Ob es neurologisch, biologisch möglich ist oder nicht, lasse ich mal dahingestellt. Auf jeden Fall ist es möglich, dass man sich bei der Bewertung einer Beobachtung selbst beobachten kann und dann kann man das sofort trennen.
Wenn ich heute Dinge beobachte, die in mir - schon fast automatisch - eine bestimmte Reaktion ablaufen lassen (meist Wertung + emotionale Beteiligung) , dann kann ich heute sofort trennen "Aha, da ist das an sich völlig neutrale Geschehen und da ist meine subjektive Interpretation und Reaktion". Das reicht für unsere Zwecke. Es ist nicht notwendig, Bewertungen abzuwürgen. Ausreichend ist, ihnen nicht den üblichen Raum zu geben, sondern eben statt dessen auf das Gefühl zu schauen.
Also Beispiel: statt "Du hast mich heute wieder den ganzen Abend alleine gelassen", "Du bist heute Abend um 23 Uhr nach Hause gekommen".
Zu Punkt 2 würde mich interessieren, wie ein "Pseudo" Gefühl sich von einem "wirklichen" Gefühl unterscheidet und wie man das eine von dem anderen unterscheiden kann? Ist nicht ein Gefühl eben ein Gefühl?

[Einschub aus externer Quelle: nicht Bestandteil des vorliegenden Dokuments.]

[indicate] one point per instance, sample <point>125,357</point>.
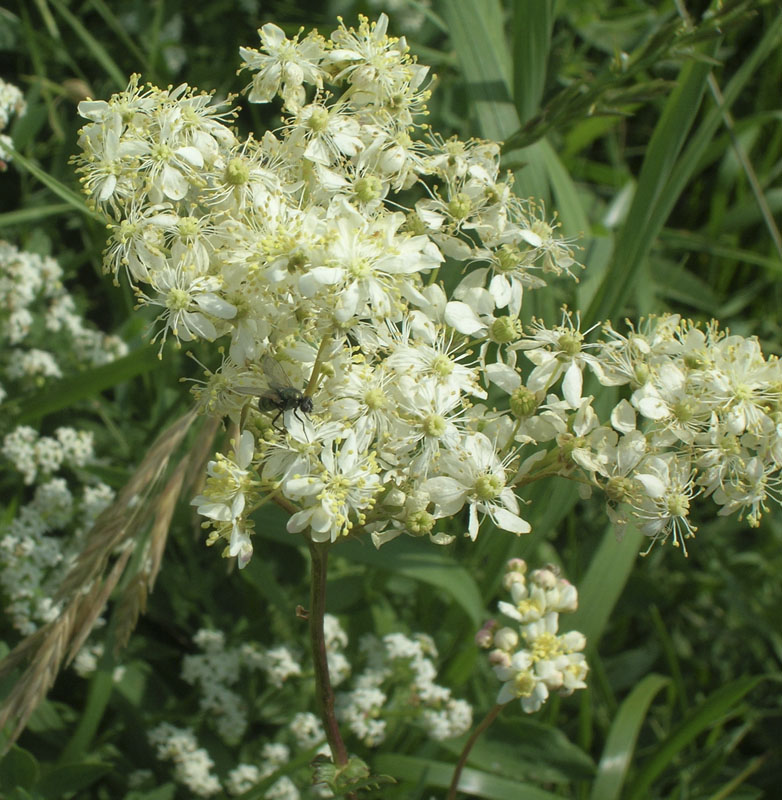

Mit einem Pseudogefühl verbindet man natürlich ein bestimmtes Gefühl. Also z.B. wenn ich auf intelligente eloquente Vielredner treffe, die gern ihr Wissen an den Mann/ die Frau bringen und zwar ohne Rücksicht auf den Empfängerhorizont, dann bekomme ich die Krise und würde üblicherweise entweder auf Konfrontationskurs gehen oder sofort den Rückzug antreten. Da ich kürzlich wieder in so einer Situation war, habe ich mal für mich die ersten 3Schritte vollzogen und ich hakte total bei Schritt 2. Es fiel mir einfach kein Gefühl ein, ich konnte nur sagen "Ich fühle mich erschlagen, zugemüllt, zugetextet etc." Es hat lange gedauert bis ich auf das Naheliegende kam: Ich fühle mich da schlicht hilflos/ohnmächtig (deswegen reagiere ich nämlich üblicherweise entweder mit Rückzug oder hänge selber die Superschlaue raus - Flucht oder Machtanwendung, das sind in der Regel die Reaktionen auf erlebte Ohnmacht). Wenn ich meinem Gegenüber dann mitteilen würde, "Hey, ich fühle mich zugemüllt oder erschlagen, wenn du 30 Minuten am Stück redest", dann hört der doch nur Vorwurf heraus. Wenn Du dagegen Dein Gefühl von Hilflosigkeit benennen kannst, was ja erstmal keine Bewertung seines Verhaltens enthält, ist die Chance bedeutend größer, dass du gehört wirst mit Deinem Anliegen.
Wie kann ich also das "unerfüllte Bedürfnis" finden und warum hältst Du das für sehr schwer?
Wer suchet, der findet! Und es ist deshalb schwer, weil wir verlernt haben, auf unsere ureigensten Bedürfnisse zu hören. Außerdem ist Bedürftigkeit in unserer Gesellschaft nichts, was wir uns gerne eingestehen und nun sollen wir es auch noch frei kommunizieren. Boah, was meinst du, wie verletzlich man sich damit macht. Dabei wollen wir uns doch immer alle schützen.